A Dedekind ring is a UFD if and only if it is a PID, but not all UFDs are PIDs, so it must be the case that there are UFDs that are not Dedekind. But on the other hand, since unique factorization of ideals into prime ideals seems like a much weaker condition than unique factorization of elements into primes, shouldn't all UFDs be Dedekind and therefore PIDs?
What are the errors in my logic, and (if they do exist), what's an example of a UFD that is not Dedekind?
On
The best example (a UFD with Krull dimension $> 1$) has already been given in one answer as well as the comments.

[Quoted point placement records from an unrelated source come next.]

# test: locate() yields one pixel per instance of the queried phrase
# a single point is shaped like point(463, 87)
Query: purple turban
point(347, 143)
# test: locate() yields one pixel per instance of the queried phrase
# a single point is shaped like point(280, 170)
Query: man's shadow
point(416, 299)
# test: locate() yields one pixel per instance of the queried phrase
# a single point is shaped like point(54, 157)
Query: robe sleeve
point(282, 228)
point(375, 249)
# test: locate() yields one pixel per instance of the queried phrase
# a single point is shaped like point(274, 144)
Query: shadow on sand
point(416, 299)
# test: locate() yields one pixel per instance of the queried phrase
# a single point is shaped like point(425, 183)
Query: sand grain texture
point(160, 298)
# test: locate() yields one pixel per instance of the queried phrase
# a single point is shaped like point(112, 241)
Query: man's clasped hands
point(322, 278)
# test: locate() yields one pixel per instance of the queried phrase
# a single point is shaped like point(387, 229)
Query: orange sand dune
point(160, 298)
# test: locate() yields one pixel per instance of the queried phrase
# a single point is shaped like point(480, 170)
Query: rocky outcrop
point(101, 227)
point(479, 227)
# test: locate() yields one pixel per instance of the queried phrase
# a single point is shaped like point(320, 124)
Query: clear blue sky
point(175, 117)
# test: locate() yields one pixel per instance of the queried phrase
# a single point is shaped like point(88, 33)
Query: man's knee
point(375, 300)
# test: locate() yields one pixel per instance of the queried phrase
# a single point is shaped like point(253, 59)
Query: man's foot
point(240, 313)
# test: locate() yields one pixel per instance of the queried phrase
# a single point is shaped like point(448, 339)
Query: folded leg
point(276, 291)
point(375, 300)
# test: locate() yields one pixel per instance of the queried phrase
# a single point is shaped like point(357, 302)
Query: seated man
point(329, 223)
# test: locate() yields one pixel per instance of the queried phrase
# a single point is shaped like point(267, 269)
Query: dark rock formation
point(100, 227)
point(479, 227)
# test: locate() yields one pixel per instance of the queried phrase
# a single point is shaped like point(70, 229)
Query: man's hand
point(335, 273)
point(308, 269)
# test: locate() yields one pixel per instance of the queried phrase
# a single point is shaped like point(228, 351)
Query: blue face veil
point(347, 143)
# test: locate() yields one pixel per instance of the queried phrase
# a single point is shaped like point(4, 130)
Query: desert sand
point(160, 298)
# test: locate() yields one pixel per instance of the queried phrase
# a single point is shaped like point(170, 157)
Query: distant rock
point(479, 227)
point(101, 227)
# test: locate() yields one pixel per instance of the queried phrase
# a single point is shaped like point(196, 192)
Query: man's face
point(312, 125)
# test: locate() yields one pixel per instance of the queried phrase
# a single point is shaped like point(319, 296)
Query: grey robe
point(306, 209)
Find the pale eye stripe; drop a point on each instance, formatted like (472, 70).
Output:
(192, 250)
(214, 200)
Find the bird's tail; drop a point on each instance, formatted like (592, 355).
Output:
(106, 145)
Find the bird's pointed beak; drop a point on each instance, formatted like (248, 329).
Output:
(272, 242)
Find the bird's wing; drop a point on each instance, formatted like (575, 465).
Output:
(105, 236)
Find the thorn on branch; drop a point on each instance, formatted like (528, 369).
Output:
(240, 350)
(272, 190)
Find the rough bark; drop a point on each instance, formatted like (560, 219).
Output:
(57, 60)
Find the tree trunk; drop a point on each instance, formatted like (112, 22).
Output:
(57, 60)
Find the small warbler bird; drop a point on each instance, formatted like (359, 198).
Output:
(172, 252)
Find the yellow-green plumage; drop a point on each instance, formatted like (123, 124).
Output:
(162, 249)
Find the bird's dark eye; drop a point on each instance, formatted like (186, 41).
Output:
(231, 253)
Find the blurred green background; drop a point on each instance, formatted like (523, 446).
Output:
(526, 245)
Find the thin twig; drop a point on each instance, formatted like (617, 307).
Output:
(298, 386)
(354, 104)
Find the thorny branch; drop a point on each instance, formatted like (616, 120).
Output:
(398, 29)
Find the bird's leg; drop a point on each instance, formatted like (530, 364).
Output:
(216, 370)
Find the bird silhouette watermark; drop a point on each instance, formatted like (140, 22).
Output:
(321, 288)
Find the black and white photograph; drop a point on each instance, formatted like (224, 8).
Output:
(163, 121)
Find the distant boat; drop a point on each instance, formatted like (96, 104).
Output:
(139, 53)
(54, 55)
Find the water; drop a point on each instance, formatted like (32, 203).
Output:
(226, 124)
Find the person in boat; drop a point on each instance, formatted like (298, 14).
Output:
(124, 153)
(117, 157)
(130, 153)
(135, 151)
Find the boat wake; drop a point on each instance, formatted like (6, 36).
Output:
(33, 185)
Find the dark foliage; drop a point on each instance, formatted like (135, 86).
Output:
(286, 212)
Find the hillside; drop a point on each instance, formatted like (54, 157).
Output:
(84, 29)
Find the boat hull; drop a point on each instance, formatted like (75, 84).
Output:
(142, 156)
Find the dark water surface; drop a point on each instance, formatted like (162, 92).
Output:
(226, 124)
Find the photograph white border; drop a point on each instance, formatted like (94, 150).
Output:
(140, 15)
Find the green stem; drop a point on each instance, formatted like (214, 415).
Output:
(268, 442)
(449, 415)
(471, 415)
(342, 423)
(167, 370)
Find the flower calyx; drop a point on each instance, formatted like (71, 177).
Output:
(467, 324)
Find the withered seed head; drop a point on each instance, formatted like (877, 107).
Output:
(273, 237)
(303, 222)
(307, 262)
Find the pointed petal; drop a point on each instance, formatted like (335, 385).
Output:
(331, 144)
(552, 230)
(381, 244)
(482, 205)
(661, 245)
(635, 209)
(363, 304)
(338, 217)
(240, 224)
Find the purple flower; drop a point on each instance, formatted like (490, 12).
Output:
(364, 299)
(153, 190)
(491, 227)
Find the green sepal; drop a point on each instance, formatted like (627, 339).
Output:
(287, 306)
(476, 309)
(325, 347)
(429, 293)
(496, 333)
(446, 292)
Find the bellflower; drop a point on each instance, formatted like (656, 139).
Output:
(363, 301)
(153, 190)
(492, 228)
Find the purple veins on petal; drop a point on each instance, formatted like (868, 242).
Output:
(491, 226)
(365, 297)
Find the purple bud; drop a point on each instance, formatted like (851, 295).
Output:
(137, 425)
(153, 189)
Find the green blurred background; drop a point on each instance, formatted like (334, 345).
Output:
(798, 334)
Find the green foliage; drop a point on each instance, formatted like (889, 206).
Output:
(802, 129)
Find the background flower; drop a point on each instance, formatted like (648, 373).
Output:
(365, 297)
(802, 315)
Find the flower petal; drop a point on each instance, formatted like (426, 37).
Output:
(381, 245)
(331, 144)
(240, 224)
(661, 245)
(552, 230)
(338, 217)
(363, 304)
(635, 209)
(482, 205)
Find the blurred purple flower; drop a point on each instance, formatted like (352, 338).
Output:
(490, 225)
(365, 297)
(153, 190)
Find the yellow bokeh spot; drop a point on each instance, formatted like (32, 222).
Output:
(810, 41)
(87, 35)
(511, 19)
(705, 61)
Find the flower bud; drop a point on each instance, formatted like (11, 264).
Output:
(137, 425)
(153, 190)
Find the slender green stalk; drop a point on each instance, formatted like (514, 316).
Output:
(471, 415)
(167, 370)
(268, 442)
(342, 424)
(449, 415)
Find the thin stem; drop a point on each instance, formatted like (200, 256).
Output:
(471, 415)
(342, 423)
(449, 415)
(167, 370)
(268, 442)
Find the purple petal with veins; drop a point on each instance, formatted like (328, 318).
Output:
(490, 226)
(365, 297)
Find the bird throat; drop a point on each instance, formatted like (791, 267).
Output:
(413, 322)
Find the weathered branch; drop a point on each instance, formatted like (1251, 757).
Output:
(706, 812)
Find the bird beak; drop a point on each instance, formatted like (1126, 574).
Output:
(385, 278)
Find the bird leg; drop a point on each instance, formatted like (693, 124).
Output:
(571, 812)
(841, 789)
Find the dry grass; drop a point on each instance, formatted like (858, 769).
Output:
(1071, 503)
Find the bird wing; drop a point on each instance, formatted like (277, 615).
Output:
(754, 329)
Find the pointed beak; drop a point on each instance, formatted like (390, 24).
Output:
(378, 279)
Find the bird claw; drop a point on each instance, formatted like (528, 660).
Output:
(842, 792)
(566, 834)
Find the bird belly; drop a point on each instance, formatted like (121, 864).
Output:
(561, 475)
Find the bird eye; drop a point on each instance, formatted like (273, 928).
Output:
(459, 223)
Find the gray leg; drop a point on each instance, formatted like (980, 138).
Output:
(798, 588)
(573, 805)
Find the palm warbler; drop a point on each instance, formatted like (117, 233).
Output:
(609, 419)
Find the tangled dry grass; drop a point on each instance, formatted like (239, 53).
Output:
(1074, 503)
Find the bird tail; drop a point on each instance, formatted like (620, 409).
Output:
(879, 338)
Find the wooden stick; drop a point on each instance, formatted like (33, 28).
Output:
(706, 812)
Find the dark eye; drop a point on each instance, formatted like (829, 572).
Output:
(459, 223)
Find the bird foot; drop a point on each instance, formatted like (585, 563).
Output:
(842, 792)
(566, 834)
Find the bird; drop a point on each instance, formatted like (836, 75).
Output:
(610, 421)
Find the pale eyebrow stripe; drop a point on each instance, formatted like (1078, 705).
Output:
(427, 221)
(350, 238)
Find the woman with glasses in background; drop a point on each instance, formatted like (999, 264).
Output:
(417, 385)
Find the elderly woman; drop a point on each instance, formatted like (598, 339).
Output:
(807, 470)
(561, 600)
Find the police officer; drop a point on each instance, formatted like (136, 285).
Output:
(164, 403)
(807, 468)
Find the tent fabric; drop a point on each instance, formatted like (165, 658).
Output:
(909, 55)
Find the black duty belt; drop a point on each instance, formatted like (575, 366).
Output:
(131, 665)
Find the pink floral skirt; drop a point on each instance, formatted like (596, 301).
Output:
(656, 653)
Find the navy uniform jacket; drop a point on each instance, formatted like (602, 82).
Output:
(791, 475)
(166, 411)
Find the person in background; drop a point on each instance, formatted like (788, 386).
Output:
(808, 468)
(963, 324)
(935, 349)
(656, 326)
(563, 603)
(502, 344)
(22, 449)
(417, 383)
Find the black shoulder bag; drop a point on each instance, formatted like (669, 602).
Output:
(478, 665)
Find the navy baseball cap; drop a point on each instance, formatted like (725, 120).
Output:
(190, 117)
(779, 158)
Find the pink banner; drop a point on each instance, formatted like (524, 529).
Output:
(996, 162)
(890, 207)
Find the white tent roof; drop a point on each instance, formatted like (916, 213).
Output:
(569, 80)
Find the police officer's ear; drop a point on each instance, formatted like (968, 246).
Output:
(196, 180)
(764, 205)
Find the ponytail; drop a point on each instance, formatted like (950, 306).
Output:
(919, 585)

However, I thought I might point out that another criterion for being Dedekind can also fail for a UFD, namely being noetherian.
For an example of a non-noetherian UFD, consider $R = \mathbb{Z}[x_{1}, x_{2}, \ldots]$. It is not hard to see that $R$ is a UFD. However, $R$ is not noetherian, as the ideal $\langle x_{1}, x_{2}, \ldots \rangle$ is not finitely generated. (Alternatively, the ascending chain of ideals $\langle x_{1} \rangle \subset \langle x_{1}, x_{2} \rangle \subset \langle x_{1}, x_{2}, x_{3} \rangle \subset \cdots$ does not stabilize, so $R$ is not noetherian by an equivalent characterization.)
Note that $\mathbb{Q}[x,y]$ is a UFD, but it is not Dedekind domain since $(x)$ is a non-zero prime ideal, which is not maximal.